Payday loans and pensioners; why is this on the rise?

It seems that over recent years, payday loans have become a popular method of borrowing money for a short term. Until recently, the majority of people who borrowed on a payday loan were younger people, especially those who had families, often those who were claiming help in some form from the Government.

However, over the past 2 years, there has been a rise in another section of society who are turning to payday loans to help to make ends meet, and it is growing at a rather alarming rate.

Since 2015, the number of over 65s who have required financial help on top of their state pension has risen by 95.2%, which for anyone is a rather stark and startling statistic to see.

But what has caused this?

Pensioners are amongst the poorest per cent

With the news that this is happening, it is little surprise that age related charities have begun to take a look at what could be causing the rise of pensioners asking for pay day loans. It is thought that there are around 1.4 million pensioners in the UK who now fit into the poorest 10% bracket of people in Britain. In 2015, this figure was as much as 1 million people less.

Falling into this bracket has meant that these pensioners are now finding it hard to survive, even buying basics such as food and paying for gas and electric for their home.

Hasn’t the pension risen?

One consideration is that the amount that pensioners receive on a monthly basis has risen. Which is true. Over the past 2 years, the amount that a pensioner receives on a monthly basis has risen by £157. So, why are they still needing to top up their money?

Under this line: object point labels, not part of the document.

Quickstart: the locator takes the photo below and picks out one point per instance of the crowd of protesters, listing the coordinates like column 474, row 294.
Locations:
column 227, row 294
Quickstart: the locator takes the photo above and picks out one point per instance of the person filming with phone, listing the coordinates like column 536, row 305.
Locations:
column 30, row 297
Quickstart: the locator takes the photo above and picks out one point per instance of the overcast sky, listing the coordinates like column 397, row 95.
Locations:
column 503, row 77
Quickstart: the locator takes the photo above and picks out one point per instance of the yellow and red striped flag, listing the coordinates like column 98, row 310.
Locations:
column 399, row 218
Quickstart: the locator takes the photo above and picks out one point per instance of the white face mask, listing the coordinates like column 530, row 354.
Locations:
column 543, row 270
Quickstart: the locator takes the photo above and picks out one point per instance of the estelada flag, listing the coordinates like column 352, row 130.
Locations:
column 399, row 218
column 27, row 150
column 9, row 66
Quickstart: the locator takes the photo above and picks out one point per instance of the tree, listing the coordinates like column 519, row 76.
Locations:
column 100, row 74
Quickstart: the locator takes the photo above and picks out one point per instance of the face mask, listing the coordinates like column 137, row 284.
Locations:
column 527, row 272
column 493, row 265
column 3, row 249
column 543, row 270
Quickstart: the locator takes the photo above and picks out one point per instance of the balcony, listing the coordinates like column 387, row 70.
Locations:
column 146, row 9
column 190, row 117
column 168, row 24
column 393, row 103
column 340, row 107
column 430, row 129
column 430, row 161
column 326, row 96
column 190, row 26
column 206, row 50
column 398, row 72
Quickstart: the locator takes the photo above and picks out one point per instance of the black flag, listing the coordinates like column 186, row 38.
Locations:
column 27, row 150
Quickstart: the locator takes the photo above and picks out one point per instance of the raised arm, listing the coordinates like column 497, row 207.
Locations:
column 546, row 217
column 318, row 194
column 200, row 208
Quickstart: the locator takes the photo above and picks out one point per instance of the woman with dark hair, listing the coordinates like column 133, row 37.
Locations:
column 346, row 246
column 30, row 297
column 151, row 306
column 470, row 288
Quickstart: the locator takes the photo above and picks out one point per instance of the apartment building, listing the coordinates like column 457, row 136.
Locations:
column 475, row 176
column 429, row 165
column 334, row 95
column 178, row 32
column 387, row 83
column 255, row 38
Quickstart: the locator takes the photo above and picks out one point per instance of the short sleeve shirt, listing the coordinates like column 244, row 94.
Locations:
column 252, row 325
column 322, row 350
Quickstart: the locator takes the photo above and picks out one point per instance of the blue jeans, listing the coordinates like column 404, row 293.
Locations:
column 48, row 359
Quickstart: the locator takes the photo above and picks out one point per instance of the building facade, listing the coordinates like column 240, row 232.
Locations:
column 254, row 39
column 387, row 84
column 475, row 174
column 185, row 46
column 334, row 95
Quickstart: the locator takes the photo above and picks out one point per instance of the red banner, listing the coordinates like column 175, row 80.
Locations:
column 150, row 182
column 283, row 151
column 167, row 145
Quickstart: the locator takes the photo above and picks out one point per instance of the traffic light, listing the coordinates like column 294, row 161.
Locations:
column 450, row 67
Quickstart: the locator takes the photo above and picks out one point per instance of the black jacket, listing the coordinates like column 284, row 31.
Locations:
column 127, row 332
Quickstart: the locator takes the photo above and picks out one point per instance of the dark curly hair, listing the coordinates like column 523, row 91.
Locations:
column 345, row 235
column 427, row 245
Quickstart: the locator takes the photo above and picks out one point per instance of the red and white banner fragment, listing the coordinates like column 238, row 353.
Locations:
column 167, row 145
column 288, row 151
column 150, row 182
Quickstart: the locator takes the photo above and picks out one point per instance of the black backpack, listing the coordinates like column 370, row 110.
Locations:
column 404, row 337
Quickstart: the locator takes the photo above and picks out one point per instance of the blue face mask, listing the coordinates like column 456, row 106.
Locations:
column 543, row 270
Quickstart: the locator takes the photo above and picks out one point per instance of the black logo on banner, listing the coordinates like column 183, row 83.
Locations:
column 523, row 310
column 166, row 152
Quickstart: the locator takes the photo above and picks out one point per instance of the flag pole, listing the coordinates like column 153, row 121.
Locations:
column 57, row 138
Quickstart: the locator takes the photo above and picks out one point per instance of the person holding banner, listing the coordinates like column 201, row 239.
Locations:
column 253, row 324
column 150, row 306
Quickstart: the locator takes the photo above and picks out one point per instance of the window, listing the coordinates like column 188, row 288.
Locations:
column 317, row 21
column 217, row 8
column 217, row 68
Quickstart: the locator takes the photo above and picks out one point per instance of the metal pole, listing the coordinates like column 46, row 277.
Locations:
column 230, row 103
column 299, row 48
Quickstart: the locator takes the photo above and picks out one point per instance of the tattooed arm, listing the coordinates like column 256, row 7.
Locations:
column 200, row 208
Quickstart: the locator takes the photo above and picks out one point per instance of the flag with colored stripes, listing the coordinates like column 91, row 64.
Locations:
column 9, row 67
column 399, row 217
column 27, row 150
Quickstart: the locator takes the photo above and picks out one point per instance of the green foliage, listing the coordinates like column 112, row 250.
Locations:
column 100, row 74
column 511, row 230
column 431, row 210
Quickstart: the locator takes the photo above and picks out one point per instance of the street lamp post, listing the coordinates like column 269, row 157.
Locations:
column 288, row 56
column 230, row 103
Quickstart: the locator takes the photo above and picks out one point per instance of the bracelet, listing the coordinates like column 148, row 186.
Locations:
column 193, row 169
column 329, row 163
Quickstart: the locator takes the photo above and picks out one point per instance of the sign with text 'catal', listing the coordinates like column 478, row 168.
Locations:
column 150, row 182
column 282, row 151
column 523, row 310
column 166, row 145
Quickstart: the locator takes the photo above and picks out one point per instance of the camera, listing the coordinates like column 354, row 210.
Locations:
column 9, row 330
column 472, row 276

Whilst they have found that their pension payments have increased, this increase is in no way proportionate to the amount that their living costs have risen, which is leading to the application of these top up loans.

It is thought that the average payday loan request by pensioners is £382. Which is £80 more than the average in 2015.

When you consider that so many of the pensioners in the UK are reliant entirely on their state pension, and this figure is only £7,000 per year, even with their increase. It becomes all the clearer why they may then struggle to pay for their accommodation, bills, food and of course any additional care that they may require too.

What can be done about it?

Needless to say, charities such as Age UK want to step in and work with the pensioners throughout the UK to improve their financial outlook. They state that with so many pensioners trying to manage a low income, ensuring that their bills are paid and that they have food to eat, there is work that needs to be done to help them.

One approach that is being promoted is that of ensuring that every pensioner understands where they can get financial help. In fact, there is as much as £3.8 billion that pensioners, even those who fall into the poverty bracket, are failing to claim. This includes Pension Credit and the Winter Fuel Payment too.

The reason for this is often because the person simply does not want to start to think about applying for help simply to live. They may have been able to manage their own money throughout their life and the thought that they need to apply for financial help at this late stage in their life could not be something that they want to own up to.

Payday loans are not the best idea for those who are struggling financially. Whilst they may give your income a small boost, the repayments could end up costing you so much that you need to borrow again, causing a spiral effect.

Whether you are a pensioner who is struggling to pay their bills and fill their fridge, or anyone else, for that matter. Why not seek advice on how better to manage your finances and ensure that the money that you do have on a monthly basis is going to last you through the month, rather than running out and leaving you with nothing?